Cuando terminó su predicación, recibió grandes muestras de admiración y fue paseado en hombros. Uno de los ricos de la ciudad envió a sus criados al hotel para que recogieran el equipaje del forastero y lo llevaran a su casa. Todos los grandes de la ciudad acudieron a visitarle y se sentaron ante su sillón y él discutía con ellos. Y los que más honores le atribuían eran los que al principio dudaron de él. Pues se decían: «Si en algún momento ha desfigurado la Ley del Talmud, la desfiguración se habrá debido a su excepcional agudeza de espíritu. En todo caso, su profundo conocimiento de la Ley le hace acreedor al mayor respeto». Las gentes sencillas del pueblo rodeaban la casa pidiendo la destitución del antiguo maestro y el nombramiento del joven talmudista. Y, teniendo en cuenta que se trataba de un soltero, para sí hubieran querido las barras de oro que su novia aportaría al matrimonio. Y no eran sólo los del pueblo los que solicitaban para él una buena posición en la ciudad, sino también los doctores de la Ley. Algunos de ellos pedían, por ejemplo, que se le concediera un puesto de maestro talmudista, pues acudirían en tropel gentes de todo el mundo para oír de sus labios las sagradas enseñanzas. La ciudad se hallaba dividida por las riñas partidistas en torno a Rabbí Jayim, que aspiraba al rabinato de Szybuscz. (La historia del Rabbí Jayim es cosa aparte y aquí no hay lugar para ella). Al día siguiente, los doctores de la Ley empezaron a vender el libro del joven talmudista, y todo aquel que disponía de medios lo adquiría, unos por medio gulden, otros por un gulden o más. El joven, con la filacteria ceñida al brazo, escribía nuevas glosas para su libro y se ejercitaba en la dialéctica ante su auditorio, como si poseyera un doble cerebro que le permitiera hacer dos cosas a la vez.

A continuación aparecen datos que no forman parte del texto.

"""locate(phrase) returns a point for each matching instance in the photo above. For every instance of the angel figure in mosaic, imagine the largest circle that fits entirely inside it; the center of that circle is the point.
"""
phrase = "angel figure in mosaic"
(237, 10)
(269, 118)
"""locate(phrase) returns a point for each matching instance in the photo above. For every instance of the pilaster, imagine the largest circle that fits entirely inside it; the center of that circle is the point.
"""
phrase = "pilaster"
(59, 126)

El rico que hospedaba en su casa al talmudista, tenía una hija, sumisa y dócil, pura e inocente, a la que pretendía casar con su huésped. Concibió el plan de levantar para él una gran escuela talmudista, con capacidad para doscientos alumnos. Para que nadie se le adelantara, preparó la boda a toda prisa. Toda la ciudad lo envidiaba, pero la envidia de la ciudad no duró mucho, y tampoco la alegría del rico. Al día siguiente de la boda, se presentó una mujer del pueblo gritando que el novio era suyo. Y aún resonaban sus gritos cuando apareció otra diciendo lo mismo. Y, según se cuenta, durante los siete días que duraron las fiestas de la boda, fueron acudiendo a la casa mujeres que afirmaban ser esposas del novio. El hombre tuvo miedo de que siguieran apareciendo mujeres y huyó. El padre de la novia abandonó sus negocios y se fue en pos del fugitivo, para exigirle una carta de divorcio, a fin de que su hija pudiera contraer nuevo matrimonio, ya que no tenía más de diecisiete o dieciocho años. Antes de que pudieran dar con él, la mujer dio a luz un niño y murió. También el padre de ella murió y al niño se le puso el nombre de Yerujam, en memoria de su abuelo. Y así el pequeño Yerujam quedó huérfano y sin un hogar que lo cobijara, ya que toda la fortuna de su abuelo se perdió. Ni siquiera quedó dinero suficiente para contratar a un ama. La señora Bach se compadeció del pequeño, lo llevó a su casa y le dio de mamar; pues Yerujam nació el mismo mes que Anyella (es decir, Erela). La señora Bach daba menos leche a Erela (es decir, Anyella) para dársela al niño. Y él, que ya de pequeño era muy robusto y fuerte, mamaba el doble que la niña y se hacía grande y hermoso. Y es que las mujeres de antes de la guerra no eran como las de hoy, que no tienen ni un gramo de sangre en las mejillas ni una gota de leche en los pechos. Las mujeres de antes de la guerra… ¡Padre del Cielo! Cuando los oficiales del emperador venían a Szybuscz de maniobras y venían a las hijas de Israel, les hacían una profunda reverencia y decían:
—¡A vuestros pies, princesa!
Y cuando vino la guerra, los hombres se fueron al frente a dejarse matar, y las mujeres, que habían sido como princesas, tuvieron que dedicarse a buscar un bocado de pan.